Cash Value life insurance plans taken out years earlier may be repositioned to cover a client's revised priorities. A linked-benefit life plan funded by a 1035 exchange will provide long-term care benefits without giving up existing life insurance coverage. Some linked-benefit plans allow payments to be made over 5 or 10 years. Clients with qualified plans, who are looking for LTC insurance coverage, could withdraw a small amount each year, pay taxes on the withdrawal and 10 pay a linked-benefit plan.

Examine the true cost/benefit of a linked-benefit solution, especially if your clients have money sitting on the sideline. In today's market many clients have funds in low-interest-bearing accounts. A rate of 1 percent on $100,000 will produce $1,000/$650 after taxes. However, with a linked-benefit solution, $650 a year can create more than $450,000 of LTC insurance coverage with a benefit of $6,200 a month. Additionally, the client will have $160,000 in life insurance coverage. Yes, that is correct, a client can create a $450,000 pool of money for just $650 a year.

Our clients may have the desire for LTC insurance but may lack the funds necessary to purchase coverage. How many of you have clients with non-qualified annuities coming due and your options are limited. Have you thought of exploring the leverage you can create with linked-benefit annuity/LTC insurance? Some plans will allow partial withdrawal to fund the coverage and most will create three times the deposit for your long-term care pool. You may be able to withdraw your gain to pay for long-term care coverage on a tax-advantaged basis. We need to think differently, utilize what they have and create what they need.

Are you aware that long-term care coverage is now available with traditional life insurance? Many carriers have created riders, which can accelerate the death benefit to cover LTC needs. If you have clients over the age of 55, you may wish to show them the two available options: with and without the rider.

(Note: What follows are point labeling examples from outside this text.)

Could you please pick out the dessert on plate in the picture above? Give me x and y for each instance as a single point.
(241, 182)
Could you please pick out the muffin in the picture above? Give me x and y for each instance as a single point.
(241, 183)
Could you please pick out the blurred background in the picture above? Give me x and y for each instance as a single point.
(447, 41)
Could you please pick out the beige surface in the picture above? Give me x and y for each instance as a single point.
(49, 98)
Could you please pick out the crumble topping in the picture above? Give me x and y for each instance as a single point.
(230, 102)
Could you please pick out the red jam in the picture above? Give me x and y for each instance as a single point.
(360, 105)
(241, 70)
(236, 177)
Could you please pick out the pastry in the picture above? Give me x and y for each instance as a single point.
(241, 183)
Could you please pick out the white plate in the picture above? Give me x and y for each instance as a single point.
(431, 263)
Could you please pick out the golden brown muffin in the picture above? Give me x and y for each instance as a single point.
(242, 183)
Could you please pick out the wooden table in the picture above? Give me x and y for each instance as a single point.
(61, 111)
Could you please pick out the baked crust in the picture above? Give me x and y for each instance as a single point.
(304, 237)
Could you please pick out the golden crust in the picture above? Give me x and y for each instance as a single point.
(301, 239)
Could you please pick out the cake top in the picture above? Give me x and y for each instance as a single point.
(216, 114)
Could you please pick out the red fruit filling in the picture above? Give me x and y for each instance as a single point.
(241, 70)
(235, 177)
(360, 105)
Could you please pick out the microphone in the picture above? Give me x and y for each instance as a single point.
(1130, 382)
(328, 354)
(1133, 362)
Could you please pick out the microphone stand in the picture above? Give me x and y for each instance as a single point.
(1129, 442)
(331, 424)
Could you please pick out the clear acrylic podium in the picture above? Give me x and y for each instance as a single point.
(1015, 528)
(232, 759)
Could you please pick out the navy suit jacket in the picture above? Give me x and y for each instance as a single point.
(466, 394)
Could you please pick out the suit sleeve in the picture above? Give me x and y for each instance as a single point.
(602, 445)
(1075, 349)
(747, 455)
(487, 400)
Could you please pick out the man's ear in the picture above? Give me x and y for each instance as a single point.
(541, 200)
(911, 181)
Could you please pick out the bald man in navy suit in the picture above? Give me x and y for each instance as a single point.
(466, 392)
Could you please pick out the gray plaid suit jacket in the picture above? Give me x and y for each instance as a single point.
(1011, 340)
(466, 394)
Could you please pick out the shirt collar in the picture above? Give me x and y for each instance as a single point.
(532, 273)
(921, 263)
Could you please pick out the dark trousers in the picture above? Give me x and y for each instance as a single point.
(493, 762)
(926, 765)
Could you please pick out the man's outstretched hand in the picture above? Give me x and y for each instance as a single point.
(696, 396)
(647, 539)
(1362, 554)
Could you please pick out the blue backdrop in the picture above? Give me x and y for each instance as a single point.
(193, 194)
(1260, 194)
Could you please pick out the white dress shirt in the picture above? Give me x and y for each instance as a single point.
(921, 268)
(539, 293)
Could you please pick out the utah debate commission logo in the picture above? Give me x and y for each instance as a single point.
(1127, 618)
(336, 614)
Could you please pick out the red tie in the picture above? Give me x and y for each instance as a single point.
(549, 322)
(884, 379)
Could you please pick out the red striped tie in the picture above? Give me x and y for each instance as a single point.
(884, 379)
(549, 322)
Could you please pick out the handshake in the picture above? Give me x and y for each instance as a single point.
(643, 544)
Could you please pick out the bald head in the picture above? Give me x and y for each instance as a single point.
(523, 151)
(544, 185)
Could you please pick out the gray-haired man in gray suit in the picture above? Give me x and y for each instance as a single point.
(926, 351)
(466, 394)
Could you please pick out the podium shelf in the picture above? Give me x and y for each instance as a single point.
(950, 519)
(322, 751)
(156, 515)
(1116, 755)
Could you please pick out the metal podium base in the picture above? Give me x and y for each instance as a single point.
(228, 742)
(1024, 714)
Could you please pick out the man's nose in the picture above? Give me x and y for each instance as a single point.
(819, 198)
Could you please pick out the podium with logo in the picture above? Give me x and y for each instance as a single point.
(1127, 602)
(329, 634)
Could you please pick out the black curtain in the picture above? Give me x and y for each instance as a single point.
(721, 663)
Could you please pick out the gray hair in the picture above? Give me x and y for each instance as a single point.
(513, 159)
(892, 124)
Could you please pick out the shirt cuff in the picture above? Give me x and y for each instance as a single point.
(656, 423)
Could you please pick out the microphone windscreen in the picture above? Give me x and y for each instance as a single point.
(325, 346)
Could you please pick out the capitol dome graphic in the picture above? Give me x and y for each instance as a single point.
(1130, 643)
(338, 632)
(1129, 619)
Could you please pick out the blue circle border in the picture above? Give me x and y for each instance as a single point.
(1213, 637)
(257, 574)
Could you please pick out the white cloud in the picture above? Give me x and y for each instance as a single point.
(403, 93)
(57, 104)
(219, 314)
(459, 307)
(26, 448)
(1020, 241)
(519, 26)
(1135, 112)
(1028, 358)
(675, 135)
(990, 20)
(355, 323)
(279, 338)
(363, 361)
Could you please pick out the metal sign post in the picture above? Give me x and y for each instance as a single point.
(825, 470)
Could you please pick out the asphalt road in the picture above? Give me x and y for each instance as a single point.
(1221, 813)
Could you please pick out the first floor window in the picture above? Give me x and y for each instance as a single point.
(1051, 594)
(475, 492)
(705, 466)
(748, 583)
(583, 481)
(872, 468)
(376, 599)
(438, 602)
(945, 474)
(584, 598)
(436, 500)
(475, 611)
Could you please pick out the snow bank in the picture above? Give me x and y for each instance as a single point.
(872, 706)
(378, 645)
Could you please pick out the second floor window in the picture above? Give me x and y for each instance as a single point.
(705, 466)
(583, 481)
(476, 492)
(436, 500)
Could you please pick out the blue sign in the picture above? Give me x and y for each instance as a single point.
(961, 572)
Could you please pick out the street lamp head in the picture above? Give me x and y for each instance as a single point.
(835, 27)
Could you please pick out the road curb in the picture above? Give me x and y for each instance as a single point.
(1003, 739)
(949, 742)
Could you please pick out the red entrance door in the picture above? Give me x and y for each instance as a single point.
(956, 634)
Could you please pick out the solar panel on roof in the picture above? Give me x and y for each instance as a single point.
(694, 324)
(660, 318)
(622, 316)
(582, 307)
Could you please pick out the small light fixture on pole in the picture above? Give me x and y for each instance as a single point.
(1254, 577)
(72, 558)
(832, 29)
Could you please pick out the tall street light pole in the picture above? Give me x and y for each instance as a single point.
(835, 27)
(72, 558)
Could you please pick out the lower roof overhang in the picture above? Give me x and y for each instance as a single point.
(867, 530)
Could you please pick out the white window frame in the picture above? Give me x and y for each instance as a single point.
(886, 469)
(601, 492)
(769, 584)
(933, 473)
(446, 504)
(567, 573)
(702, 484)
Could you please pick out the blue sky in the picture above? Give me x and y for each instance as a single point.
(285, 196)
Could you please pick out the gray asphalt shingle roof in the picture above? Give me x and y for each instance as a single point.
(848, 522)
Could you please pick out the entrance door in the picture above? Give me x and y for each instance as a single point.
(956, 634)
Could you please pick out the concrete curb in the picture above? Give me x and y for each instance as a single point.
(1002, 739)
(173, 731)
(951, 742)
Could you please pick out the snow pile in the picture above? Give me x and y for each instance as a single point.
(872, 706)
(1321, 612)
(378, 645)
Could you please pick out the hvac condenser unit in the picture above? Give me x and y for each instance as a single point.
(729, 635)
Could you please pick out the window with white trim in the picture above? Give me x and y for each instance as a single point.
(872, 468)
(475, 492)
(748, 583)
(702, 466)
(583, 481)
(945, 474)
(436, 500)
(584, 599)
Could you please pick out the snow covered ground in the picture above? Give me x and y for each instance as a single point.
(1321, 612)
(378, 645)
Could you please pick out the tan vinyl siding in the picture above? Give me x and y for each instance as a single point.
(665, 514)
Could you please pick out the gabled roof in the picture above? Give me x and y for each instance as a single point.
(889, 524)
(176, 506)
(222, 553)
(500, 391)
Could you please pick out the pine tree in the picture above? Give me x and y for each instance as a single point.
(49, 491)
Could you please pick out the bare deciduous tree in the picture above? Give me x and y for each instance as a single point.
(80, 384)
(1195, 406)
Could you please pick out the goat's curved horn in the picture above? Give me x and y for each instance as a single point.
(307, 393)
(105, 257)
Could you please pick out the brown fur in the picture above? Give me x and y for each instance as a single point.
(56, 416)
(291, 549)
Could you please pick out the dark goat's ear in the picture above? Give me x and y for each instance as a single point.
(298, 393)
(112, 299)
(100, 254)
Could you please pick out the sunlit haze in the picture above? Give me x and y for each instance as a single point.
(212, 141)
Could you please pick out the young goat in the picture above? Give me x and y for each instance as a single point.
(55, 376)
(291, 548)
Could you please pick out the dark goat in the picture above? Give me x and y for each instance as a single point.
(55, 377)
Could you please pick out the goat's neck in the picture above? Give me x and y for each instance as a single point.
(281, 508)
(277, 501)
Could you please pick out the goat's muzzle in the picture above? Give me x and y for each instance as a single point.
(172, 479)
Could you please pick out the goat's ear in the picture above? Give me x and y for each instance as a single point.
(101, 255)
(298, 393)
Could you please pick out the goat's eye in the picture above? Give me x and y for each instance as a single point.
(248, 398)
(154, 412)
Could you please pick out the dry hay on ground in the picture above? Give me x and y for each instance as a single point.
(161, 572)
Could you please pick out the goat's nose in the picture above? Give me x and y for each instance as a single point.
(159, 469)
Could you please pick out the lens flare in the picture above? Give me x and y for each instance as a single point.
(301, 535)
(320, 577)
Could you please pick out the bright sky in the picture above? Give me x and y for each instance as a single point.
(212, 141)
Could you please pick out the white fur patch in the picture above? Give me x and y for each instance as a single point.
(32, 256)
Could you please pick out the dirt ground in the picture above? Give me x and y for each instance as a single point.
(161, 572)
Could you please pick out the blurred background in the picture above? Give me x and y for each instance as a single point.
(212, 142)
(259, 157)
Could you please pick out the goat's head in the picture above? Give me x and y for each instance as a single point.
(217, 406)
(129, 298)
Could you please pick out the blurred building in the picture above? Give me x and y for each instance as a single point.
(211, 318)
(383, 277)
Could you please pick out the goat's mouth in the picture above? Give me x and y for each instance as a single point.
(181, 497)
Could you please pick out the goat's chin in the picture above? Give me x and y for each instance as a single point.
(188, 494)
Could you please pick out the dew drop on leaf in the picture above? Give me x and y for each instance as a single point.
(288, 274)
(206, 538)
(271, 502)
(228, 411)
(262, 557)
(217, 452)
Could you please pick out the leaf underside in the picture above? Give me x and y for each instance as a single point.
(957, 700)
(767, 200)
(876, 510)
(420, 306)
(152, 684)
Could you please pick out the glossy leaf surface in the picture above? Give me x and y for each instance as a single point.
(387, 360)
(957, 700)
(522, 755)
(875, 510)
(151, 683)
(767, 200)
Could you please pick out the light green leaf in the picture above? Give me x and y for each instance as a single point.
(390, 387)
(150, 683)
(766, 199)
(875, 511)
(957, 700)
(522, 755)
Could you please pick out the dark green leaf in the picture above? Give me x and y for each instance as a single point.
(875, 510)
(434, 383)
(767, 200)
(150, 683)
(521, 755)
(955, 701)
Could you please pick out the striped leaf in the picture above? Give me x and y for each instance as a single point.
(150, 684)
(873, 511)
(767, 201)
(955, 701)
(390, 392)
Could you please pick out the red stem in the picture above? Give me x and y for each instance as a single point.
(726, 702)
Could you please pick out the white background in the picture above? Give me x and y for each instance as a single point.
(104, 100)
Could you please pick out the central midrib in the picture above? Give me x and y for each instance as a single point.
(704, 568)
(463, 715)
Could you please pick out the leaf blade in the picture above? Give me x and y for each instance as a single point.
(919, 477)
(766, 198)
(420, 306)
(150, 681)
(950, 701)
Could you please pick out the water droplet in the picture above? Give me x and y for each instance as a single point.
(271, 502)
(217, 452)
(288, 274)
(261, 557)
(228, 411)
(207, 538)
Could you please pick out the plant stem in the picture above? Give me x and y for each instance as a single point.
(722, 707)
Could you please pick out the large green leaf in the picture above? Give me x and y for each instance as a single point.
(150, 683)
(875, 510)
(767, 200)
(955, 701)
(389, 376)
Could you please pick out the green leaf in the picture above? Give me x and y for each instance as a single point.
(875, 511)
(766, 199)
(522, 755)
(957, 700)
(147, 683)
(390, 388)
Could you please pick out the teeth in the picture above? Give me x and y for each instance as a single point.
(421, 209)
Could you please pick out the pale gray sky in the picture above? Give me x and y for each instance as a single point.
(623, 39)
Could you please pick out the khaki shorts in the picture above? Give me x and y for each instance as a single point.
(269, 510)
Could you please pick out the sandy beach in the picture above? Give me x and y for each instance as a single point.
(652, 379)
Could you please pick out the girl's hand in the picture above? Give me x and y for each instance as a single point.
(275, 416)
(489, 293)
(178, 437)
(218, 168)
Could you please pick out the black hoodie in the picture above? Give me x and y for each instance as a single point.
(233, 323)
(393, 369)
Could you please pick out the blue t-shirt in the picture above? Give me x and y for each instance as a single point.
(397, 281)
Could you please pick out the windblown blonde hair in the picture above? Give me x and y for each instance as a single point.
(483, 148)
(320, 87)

These are four very different ways to approach LTC planning with your client. There is no right answer but, if we don't ask, there are many wrong ones. We help our clients protect the present and save for the future; yet, when their needs change, do we stay ahead of their plan? Do we counsel them about living a long life? This market is expanding like never before. More knowledge and tools are available to us, but none will matter if we are not addressing the issue with each and every one of our clients. It is not an obligation, it is an imperative.

Our industry is learning. With an increase in the number of lives covered and added years of claim history to study, the underwriting standards are changing for the better. For example, years ago we might have been able to find a carrier for someone with diabetes. Then the industry changed and, for a while, diabetics were out – no coverage was available. Today, carriers want to know: What is their A1C score? How many units of insulin are they taking? When were they first diagnosed?

A number of individuals battle depression, often brought on by a dramatic change in their life. Again, the questions become: How long have they had the condition? What medications are they taking? Is it well controlled? Diabetes and depression are just two of the many categories we are learning about. The last 10 years have been a difficult time for our industry. As we have learned about price risk, carriers have raised rates, exited the business and reduced benefit offerings. However, we are still here and the questions from our clients continue to get louder, longer and better. They see their parents aging and outliving their assets and look to us for answers. Embrace the new solutions and get creative in solving your clients LTC problem. Often the answer is in their file, you just have to find it.